Par un mémoire en défense, enregistré le 4 juillet 2022, le ministre de l’intérieur conclut au rejet de la requête.
Il fait valoir que :
— les conclusions à fin d’annulation de la décision de retrait de points consécutive à l’infraction commise le 5 mai 2021 sont tardives ;
— les autres moyens tirés du défaut de notification, du défaut de délivrance de l’information préalable et de la contestation de la réalité des infractions soulevés par M. B ne sont pas fondés.

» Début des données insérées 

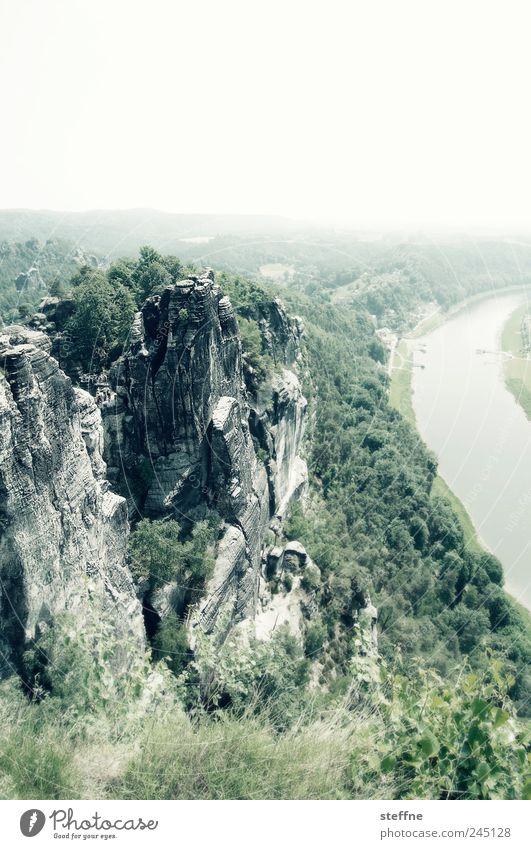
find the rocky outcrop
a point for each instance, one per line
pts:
(181, 433)
(62, 531)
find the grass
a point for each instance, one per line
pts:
(400, 392)
(517, 368)
(440, 488)
(167, 755)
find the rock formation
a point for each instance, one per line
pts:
(62, 531)
(180, 429)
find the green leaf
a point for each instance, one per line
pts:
(501, 717)
(429, 745)
(388, 763)
(479, 708)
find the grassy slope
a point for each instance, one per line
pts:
(518, 368)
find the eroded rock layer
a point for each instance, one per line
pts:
(178, 434)
(62, 531)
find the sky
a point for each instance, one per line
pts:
(373, 114)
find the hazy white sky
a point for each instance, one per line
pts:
(369, 113)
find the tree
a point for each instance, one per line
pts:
(100, 323)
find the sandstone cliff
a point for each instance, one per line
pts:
(62, 531)
(182, 431)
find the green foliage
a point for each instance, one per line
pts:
(149, 275)
(160, 554)
(170, 643)
(258, 363)
(95, 333)
(374, 524)
(441, 741)
(263, 677)
(76, 666)
(30, 270)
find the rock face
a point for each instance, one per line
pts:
(62, 531)
(181, 432)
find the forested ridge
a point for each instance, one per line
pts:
(449, 636)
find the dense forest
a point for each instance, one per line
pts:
(440, 712)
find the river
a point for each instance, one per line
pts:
(478, 431)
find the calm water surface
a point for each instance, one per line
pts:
(480, 434)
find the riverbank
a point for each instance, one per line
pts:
(440, 316)
(465, 350)
(517, 367)
(400, 398)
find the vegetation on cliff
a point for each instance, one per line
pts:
(440, 713)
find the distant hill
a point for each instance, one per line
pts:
(30, 269)
(121, 232)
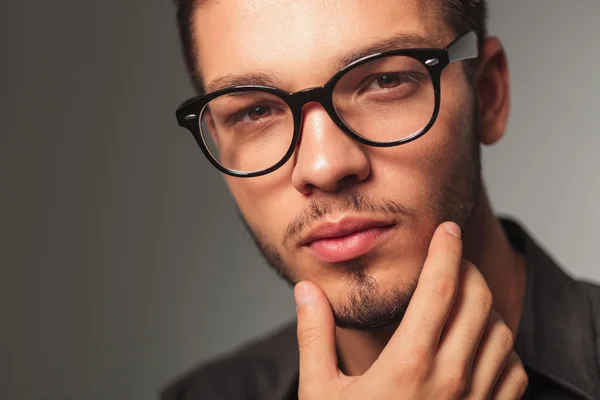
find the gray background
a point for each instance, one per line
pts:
(122, 259)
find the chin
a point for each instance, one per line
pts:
(372, 297)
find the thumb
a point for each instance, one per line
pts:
(316, 335)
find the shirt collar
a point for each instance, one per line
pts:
(556, 334)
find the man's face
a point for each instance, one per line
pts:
(334, 185)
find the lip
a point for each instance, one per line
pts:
(346, 239)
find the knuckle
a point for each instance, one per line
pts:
(455, 385)
(521, 381)
(308, 336)
(416, 364)
(444, 287)
(506, 338)
(483, 298)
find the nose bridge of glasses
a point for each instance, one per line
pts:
(319, 94)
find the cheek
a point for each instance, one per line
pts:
(260, 201)
(418, 172)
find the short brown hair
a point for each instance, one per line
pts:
(461, 15)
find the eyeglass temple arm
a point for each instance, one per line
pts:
(464, 48)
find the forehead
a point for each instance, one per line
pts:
(300, 41)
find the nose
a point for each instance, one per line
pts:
(327, 159)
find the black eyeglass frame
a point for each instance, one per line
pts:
(435, 61)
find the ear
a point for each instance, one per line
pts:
(493, 91)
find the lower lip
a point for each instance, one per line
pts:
(345, 248)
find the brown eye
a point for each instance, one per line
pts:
(389, 81)
(258, 112)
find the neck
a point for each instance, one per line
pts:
(485, 245)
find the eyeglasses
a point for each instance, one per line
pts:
(382, 100)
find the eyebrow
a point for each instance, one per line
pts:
(396, 42)
(247, 79)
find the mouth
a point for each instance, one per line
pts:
(346, 239)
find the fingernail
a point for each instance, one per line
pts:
(303, 294)
(453, 229)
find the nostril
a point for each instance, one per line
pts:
(347, 181)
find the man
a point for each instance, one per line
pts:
(349, 134)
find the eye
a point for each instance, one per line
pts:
(386, 81)
(256, 112)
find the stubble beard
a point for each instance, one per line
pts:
(367, 308)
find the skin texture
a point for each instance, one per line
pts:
(434, 178)
(416, 186)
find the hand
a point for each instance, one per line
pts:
(449, 345)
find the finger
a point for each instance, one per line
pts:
(513, 382)
(316, 335)
(430, 305)
(495, 347)
(467, 320)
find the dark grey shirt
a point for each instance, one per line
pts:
(558, 341)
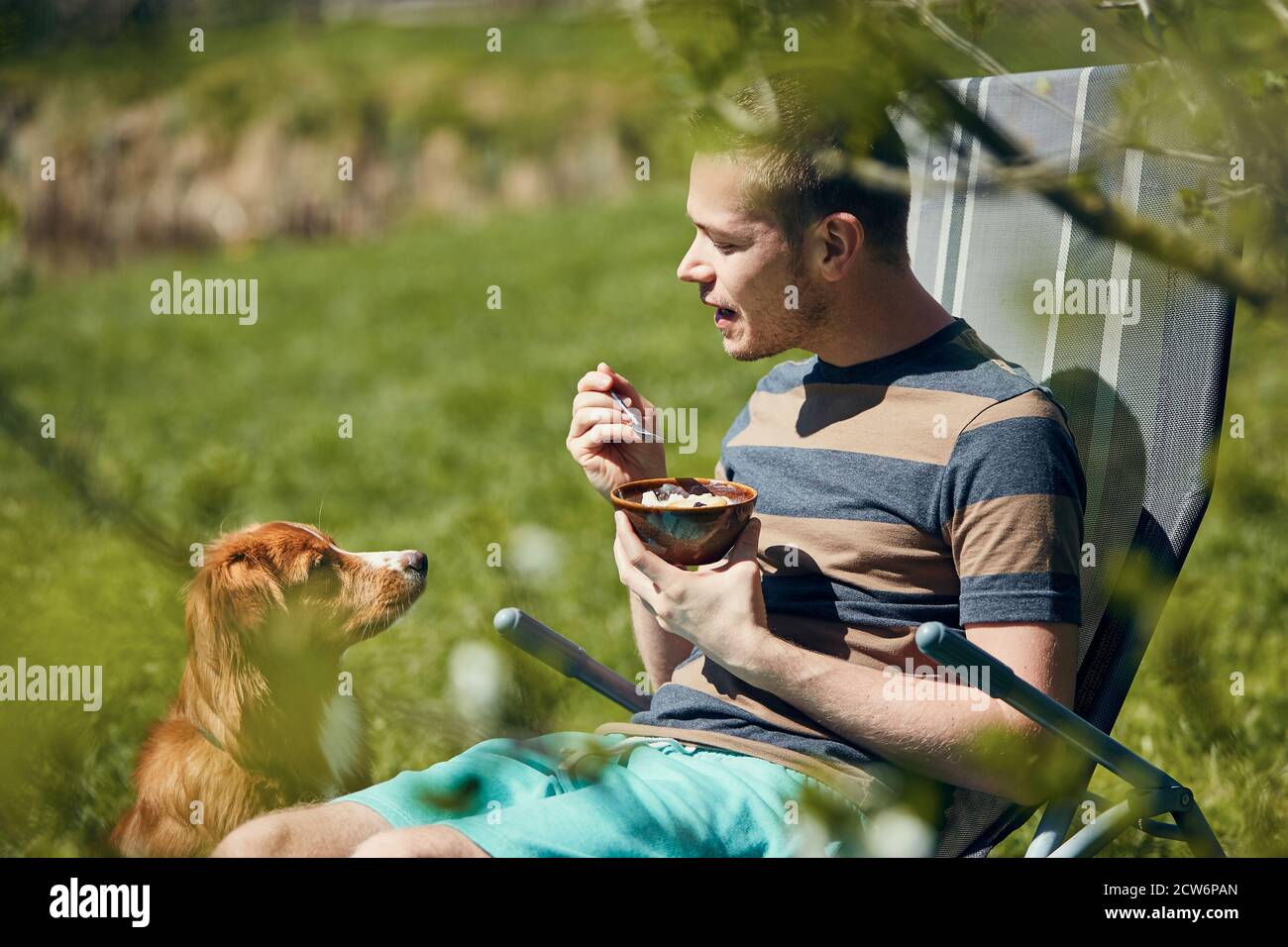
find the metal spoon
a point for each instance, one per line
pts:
(636, 425)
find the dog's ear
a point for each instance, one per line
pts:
(235, 590)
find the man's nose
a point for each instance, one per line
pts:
(415, 561)
(695, 269)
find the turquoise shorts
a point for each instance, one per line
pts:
(609, 795)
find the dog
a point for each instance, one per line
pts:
(263, 718)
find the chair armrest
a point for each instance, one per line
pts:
(567, 657)
(951, 648)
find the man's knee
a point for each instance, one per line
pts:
(266, 836)
(421, 841)
(327, 830)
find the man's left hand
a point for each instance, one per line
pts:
(717, 607)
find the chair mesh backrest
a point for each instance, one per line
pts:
(1144, 389)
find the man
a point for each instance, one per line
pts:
(906, 474)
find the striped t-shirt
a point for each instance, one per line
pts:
(936, 483)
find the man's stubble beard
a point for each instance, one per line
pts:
(794, 330)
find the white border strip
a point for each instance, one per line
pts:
(1080, 112)
(969, 214)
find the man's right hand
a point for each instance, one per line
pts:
(600, 437)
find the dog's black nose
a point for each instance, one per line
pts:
(416, 561)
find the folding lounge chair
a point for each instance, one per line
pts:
(1144, 390)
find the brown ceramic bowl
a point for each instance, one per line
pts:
(696, 536)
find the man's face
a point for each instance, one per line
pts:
(742, 266)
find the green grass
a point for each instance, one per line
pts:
(460, 414)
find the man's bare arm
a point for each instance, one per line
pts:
(995, 749)
(661, 651)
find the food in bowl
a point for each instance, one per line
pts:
(692, 521)
(674, 496)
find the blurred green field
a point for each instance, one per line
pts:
(460, 414)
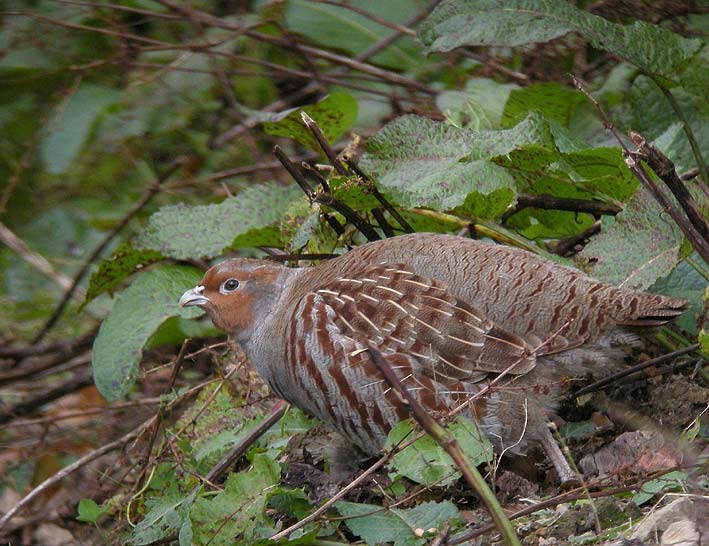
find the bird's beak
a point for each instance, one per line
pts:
(194, 296)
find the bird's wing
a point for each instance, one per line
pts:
(414, 317)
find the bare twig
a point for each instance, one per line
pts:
(325, 198)
(364, 13)
(569, 245)
(569, 496)
(37, 367)
(66, 471)
(82, 379)
(665, 169)
(633, 369)
(700, 244)
(551, 202)
(149, 194)
(39, 262)
(696, 149)
(450, 445)
(236, 452)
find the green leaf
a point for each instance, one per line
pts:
(184, 232)
(479, 106)
(334, 115)
(426, 462)
(596, 173)
(652, 116)
(136, 315)
(70, 126)
(672, 481)
(423, 163)
(637, 247)
(123, 263)
(685, 282)
(240, 509)
(377, 525)
(458, 23)
(551, 99)
(90, 512)
(342, 29)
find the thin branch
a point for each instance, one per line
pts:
(37, 261)
(700, 244)
(665, 169)
(66, 471)
(325, 198)
(696, 149)
(569, 496)
(632, 369)
(364, 13)
(66, 346)
(236, 452)
(450, 445)
(82, 379)
(551, 202)
(149, 194)
(570, 245)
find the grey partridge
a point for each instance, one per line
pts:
(448, 314)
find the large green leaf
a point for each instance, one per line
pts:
(551, 99)
(423, 163)
(341, 28)
(479, 106)
(334, 115)
(458, 23)
(652, 116)
(123, 263)
(247, 219)
(70, 126)
(136, 315)
(637, 247)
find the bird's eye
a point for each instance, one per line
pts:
(230, 285)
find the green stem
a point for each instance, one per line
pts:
(701, 164)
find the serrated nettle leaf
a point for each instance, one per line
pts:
(205, 231)
(551, 99)
(136, 315)
(597, 173)
(637, 247)
(654, 118)
(458, 23)
(423, 163)
(334, 115)
(537, 224)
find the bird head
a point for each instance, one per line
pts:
(237, 294)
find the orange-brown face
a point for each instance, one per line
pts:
(228, 292)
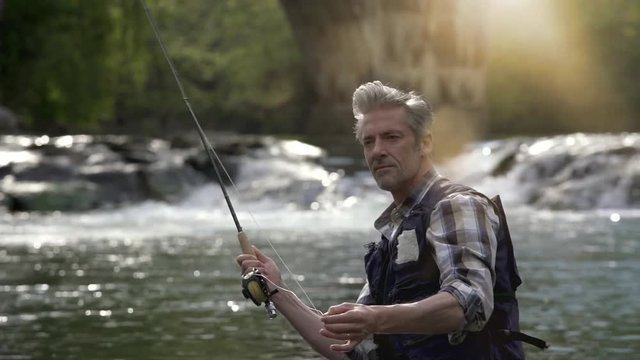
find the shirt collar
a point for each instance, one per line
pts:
(389, 221)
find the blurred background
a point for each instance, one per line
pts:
(115, 242)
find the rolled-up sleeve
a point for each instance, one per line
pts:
(462, 231)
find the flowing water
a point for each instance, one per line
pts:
(159, 281)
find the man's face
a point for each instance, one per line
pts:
(395, 157)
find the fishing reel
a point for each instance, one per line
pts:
(255, 287)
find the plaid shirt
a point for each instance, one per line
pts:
(462, 232)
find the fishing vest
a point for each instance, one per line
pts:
(392, 283)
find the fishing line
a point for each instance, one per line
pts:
(215, 159)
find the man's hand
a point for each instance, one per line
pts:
(350, 322)
(264, 264)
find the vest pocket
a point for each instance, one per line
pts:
(411, 284)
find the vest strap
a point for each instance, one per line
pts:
(510, 335)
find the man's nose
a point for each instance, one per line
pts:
(378, 149)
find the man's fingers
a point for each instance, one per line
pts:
(338, 309)
(348, 346)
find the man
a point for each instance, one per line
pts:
(430, 288)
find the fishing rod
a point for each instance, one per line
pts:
(254, 284)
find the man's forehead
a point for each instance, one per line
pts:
(384, 120)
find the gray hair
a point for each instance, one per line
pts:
(375, 95)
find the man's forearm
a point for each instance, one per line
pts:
(437, 314)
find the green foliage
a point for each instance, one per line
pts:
(58, 61)
(586, 82)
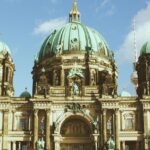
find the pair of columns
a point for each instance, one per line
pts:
(104, 125)
(47, 132)
(14, 146)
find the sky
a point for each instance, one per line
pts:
(24, 24)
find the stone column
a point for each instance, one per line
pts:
(14, 146)
(137, 145)
(29, 122)
(145, 129)
(14, 122)
(5, 129)
(123, 145)
(96, 140)
(117, 130)
(62, 77)
(57, 139)
(104, 126)
(19, 145)
(35, 134)
(48, 130)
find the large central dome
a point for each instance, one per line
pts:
(74, 37)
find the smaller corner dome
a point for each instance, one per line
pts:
(25, 94)
(125, 94)
(4, 48)
(145, 48)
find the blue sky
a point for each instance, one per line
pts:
(24, 24)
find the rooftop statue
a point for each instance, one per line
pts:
(40, 144)
(111, 144)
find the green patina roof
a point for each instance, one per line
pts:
(125, 94)
(25, 94)
(73, 33)
(4, 48)
(145, 48)
(74, 37)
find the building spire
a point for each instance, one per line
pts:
(74, 15)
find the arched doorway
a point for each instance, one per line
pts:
(76, 134)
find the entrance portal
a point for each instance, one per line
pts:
(76, 135)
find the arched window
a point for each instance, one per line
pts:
(128, 120)
(7, 74)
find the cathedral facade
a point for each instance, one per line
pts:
(74, 103)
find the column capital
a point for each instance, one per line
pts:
(116, 110)
(48, 111)
(104, 111)
(36, 112)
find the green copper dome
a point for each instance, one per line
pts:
(145, 48)
(4, 48)
(74, 37)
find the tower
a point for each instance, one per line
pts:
(143, 70)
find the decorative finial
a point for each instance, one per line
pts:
(74, 15)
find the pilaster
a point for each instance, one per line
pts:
(35, 134)
(5, 129)
(117, 141)
(47, 129)
(104, 126)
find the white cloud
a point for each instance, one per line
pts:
(50, 25)
(111, 11)
(105, 2)
(126, 52)
(106, 6)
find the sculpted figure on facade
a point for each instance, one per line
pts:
(40, 144)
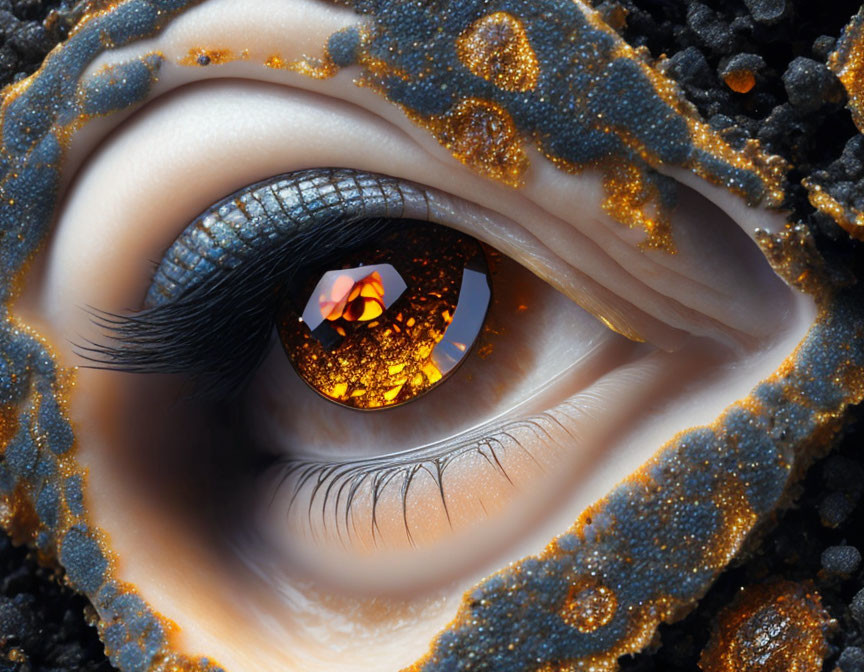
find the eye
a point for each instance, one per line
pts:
(244, 493)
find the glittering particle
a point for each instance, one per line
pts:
(497, 49)
(776, 627)
(589, 605)
(376, 335)
(847, 62)
(633, 197)
(483, 136)
(203, 57)
(848, 218)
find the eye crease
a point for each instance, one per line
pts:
(258, 524)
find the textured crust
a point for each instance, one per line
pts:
(639, 557)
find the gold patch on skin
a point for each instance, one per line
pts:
(203, 57)
(635, 201)
(483, 136)
(496, 48)
(773, 627)
(589, 605)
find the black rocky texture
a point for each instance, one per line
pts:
(42, 623)
(795, 110)
(29, 29)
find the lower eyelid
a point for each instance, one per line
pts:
(492, 491)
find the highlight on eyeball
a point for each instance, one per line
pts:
(444, 336)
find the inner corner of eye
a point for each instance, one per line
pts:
(379, 325)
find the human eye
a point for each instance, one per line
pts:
(346, 350)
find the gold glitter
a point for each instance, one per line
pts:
(774, 627)
(497, 49)
(373, 362)
(633, 200)
(483, 136)
(589, 605)
(849, 219)
(847, 62)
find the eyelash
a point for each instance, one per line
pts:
(217, 332)
(231, 263)
(346, 478)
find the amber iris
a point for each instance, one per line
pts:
(384, 324)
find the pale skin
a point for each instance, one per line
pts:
(315, 604)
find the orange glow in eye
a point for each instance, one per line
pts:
(393, 322)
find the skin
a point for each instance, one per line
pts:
(214, 129)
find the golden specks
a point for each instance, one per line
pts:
(353, 344)
(848, 64)
(589, 605)
(483, 136)
(204, 57)
(316, 68)
(497, 49)
(635, 201)
(774, 627)
(850, 220)
(740, 81)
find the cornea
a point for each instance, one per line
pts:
(639, 557)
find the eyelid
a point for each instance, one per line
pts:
(589, 257)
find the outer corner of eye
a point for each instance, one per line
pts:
(417, 339)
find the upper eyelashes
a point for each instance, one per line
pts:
(209, 310)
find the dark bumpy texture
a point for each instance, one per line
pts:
(29, 29)
(796, 110)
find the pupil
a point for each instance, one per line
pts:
(386, 323)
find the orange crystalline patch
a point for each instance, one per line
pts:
(354, 301)
(497, 49)
(483, 136)
(740, 81)
(776, 627)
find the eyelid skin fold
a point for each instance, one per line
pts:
(526, 617)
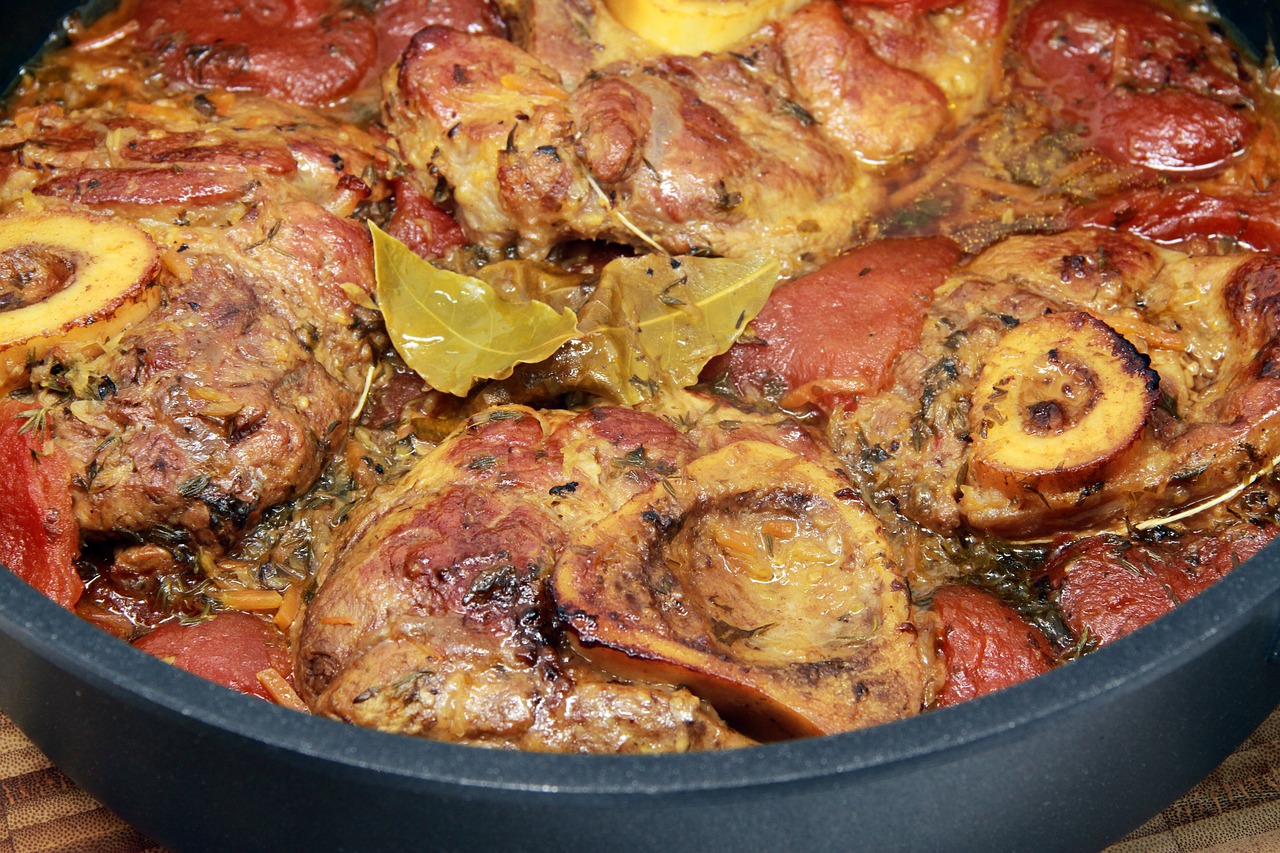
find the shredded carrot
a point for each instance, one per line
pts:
(280, 690)
(250, 598)
(289, 605)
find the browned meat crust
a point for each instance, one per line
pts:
(438, 612)
(229, 397)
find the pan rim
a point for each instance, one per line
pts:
(140, 682)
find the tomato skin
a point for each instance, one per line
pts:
(1110, 587)
(39, 537)
(306, 51)
(986, 16)
(1141, 82)
(848, 320)
(986, 644)
(1176, 214)
(231, 649)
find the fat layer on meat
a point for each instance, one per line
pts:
(435, 612)
(777, 146)
(228, 397)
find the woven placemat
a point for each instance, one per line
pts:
(1235, 810)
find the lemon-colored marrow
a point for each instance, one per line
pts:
(112, 268)
(698, 26)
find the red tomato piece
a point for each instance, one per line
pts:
(397, 21)
(1142, 82)
(423, 226)
(848, 320)
(1110, 587)
(986, 644)
(231, 649)
(1180, 213)
(39, 537)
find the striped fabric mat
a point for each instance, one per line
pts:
(1235, 810)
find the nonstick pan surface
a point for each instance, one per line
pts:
(1069, 761)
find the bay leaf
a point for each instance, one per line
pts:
(654, 322)
(455, 329)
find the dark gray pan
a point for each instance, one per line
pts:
(1069, 761)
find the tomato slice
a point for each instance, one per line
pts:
(421, 224)
(986, 644)
(231, 649)
(39, 537)
(846, 322)
(1142, 82)
(1110, 587)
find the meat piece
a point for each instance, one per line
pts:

Vu les autres pièces du dossier.
Vu :
— le code de la route ;
— le code de procédure pénale ;
— le code de justice administrative.
Considérant ce qui suit :
1. Aux termes de l’article R. 222-1 du code de justice administrative : « () les présidents de formation de jugement des tribunaux () peuvent, par ordonnance : () 4° Rejeter les requêtes manifestement irrecevables, lorsque la juridiction n’est pas tenue d’inviter leur auteur à les régulariser ou qu’elles n’ont pas été régularisées à l’expiration du délai imparti par une demande en ce sens () 7° Rejeter, après l’expiration du délai de recours ou, lorsqu’un mémoire complémentaire a été annoncé, après la production de ce mémoire, les requêtes ne comportant que des moyens de légalité externe manifestement infondés, des moyens irrecevables, des moyens inopérants ou des moyens qui ne sont assortis que de faits manifestement insusceptibles de venir à leur soutien ou ne sont manifestement pas assortis des précisions permettant d’en apprécier le bien-fondé. »
2. À la suite d’infractions au code de la route, le ministre de l’intérieur a retiré des points au capital affecté au permis de conduire de M. B. Après avoir constaté que le nombre de points de ce permis de conduire, initialement crédité de douze points, était nul « , le ministère de l’intérieur et des outre-mer a, par décision » 48 SI « du 18 janvier 2022, prononcé l’invalidation de ce permis et a ordonné à M. B de restituer son titre de conduite. M. B demande l’annulation des retraits de points prononcés suite aux infractions constatées les 31 mars 2020, 7 mai 2021 et 2 juin 2021 et de la décision » 48 SI " susmentionnée.
Sur la recevabilité :
En ce qui concerne la fin de non-recevoir opposée en défense tiré de la tardiveté des conclusions tendant à l’annulation de la décision de retrait de points du 7 mai 2021 :
3. Aux termes de l’article R. 421-1 du code de justice administrative : « La juridiction ne peut être saisie que par voie de recours formé contre une décision et ce, dans les deux mois à partir de la notification ou de la publication de la décision attaquée () ». Aux termes de l’article R. 421-5 du même code : « Les délais de recours contre une décision administrative ne sont opposables qu’à la condition d’avoir été mentionnés, ainsi que les voies de recours, dans la notification de la décision. ». Aux termes de l’article L. 112-3 du code des relations entre le public et l’administration : « Toute demande adressée à l’administration fait l’objet d’un accusé de réception () ». Aux termes de l’article L. 411-2 du même code : « Toute décision administrative peut faire l’objet, dans le délai imparti pour l’introduction d’un recours contentieux, d’un recours gracieux ou hiérarchique qui interrompt le cours de ce délai. Lorsque dans le délai initial du recours contentieux ouvert à l’encontre de la décision, sont exercés contre cette décision un recours gracieux et un recours hiérarchique, le délai du recours contentieux, prorogé par l’exercice de ces recours administratifs, ne recommence à courir à l’égard de la décision initiale que lorsqu’ils ont été l’un et l’autre rejetés. ». Il résulte de ces dispositions qu’un recours hiérarchique introduit dans le délai du recours contentieux interrompt ce délai. Un tel recours constitue une demande. Par suite, le délai de recours contentieux qui recommence à courir n’est opposable qu’à la condition d’avoir été mentionné, soit dans l’accusé de réception du recours gracieux lorsque celui-ci a fait l’objet d’un rejet implicite, soit dans la décision rejetant expressément ce recours hiérarchique.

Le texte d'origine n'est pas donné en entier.